In a significant stride towards optimizing power grid efficiency, researchers have demonstrated how strategic placement of wind power plants (WPs) and Flexible AC Transmission Systems (FACTS) devices can substantially reduce operational costs. The study, led by Le Chi Kien from the Faculty of Electrical and Electronics Engineering at Ho Chi Minh City University of Technology and Education, was published in the journal Nature Scientific Reports.
The research focused on the IEEE 30-bus transmission power grid, a standard test system in power engineering. The team explored the optimal placement of WPs, Thyristor Controlled Series Capacitors (TCSCs), and Static VAr Compensators (SVCs) to minimize total costs, including fuel, losses, and FACTS device expenses. “We converted the investment, operation, and maintenance costs of these components into one-hour equivalents and applied the peak load hour to assess their impact,” Kien explained.
To tackle this complex optimization problem, the researchers employed several advanced algorithms, including the constriction factor-based particle swarm optimization (CF-PSO), Coot optimization algorithm (COOT), Equilibrium optimizer (EO), and Hippopotamus optimization algorithm (HO). After evaluating the performance of these algorithms, they found that the Equilibrium optimizer (EO) was the most effective.
The study revealed that combining two TCSCs and two SVCs yielded the most significant cost savings. Moreover, the simulations for installing WPs in three different zones in Vietnam with varying mean wind speeds showed that a mean wind speed of 6.33 m/s was not suitable for placing WPs. However, for the two remaining mean wind speeds (8.11 m/s and 10.25 m/s), the investment in WPs was found to be maximum, and the total cost was minimum.
This research has profound implications for the energy sector, particularly in regions with high wind potential. By strategically integrating WPs and FACTS devices, power grid operators can enhance system stability, reduce losses, and lower operational costs. “Our findings can guide policymakers and industry stakeholders in making informed decisions about renewable energy integration and power grid optimization,” Kien stated.

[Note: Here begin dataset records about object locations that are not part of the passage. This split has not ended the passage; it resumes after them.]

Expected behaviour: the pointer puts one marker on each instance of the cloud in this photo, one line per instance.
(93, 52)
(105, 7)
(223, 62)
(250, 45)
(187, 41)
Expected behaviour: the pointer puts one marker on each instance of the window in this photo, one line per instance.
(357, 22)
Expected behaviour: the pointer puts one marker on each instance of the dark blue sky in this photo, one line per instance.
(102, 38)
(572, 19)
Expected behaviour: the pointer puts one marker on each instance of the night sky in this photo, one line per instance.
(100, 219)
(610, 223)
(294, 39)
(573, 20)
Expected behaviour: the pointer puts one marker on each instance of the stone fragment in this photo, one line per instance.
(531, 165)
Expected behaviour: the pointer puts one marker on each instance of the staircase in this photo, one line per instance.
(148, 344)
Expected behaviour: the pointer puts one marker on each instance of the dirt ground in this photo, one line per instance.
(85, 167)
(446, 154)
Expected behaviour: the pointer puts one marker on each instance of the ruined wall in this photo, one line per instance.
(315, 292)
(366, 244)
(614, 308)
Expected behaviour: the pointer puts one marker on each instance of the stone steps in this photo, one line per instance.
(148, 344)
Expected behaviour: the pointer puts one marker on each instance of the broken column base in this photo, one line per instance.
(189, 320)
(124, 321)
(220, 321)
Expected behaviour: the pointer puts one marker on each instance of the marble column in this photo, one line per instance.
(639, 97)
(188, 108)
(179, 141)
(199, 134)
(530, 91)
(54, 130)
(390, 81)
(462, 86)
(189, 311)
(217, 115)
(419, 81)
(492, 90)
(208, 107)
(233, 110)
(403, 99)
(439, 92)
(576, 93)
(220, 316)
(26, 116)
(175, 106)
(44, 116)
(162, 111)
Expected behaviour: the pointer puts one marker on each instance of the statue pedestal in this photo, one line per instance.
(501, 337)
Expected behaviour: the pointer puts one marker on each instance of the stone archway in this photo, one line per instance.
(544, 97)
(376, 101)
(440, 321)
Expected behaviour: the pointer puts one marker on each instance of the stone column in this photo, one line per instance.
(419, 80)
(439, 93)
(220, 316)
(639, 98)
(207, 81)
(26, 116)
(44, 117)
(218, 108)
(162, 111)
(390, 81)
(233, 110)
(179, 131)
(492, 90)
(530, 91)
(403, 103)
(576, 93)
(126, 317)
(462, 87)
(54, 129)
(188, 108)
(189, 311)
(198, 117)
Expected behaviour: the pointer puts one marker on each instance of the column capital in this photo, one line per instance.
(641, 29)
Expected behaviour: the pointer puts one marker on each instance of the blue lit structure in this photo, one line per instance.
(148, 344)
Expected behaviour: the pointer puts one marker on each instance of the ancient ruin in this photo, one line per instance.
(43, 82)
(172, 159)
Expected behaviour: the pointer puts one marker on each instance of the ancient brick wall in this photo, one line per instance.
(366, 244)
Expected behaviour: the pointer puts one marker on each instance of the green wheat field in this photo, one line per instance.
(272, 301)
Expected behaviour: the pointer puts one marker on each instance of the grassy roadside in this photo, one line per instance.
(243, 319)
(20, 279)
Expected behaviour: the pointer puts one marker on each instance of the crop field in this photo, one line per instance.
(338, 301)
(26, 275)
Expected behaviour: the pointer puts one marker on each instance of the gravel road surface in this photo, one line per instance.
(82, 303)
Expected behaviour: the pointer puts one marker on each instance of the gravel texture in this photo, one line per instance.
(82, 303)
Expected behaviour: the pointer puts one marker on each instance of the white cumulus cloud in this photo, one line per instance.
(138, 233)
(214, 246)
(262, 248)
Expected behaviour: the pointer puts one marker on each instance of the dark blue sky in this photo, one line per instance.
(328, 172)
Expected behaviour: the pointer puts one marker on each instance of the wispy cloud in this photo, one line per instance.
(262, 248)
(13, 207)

As the world transitions towards cleaner energy sources, such studies become increasingly vital. The insights gained from this research can help shape future developments in power grid management, ensuring a more sustainable and efficient energy infrastructure. With the energy sector under constant pressure to reduce costs and improve efficiency, this study offers a promising path forward, demonstrating the potential of combining renewable energy sources with advanced grid technologies.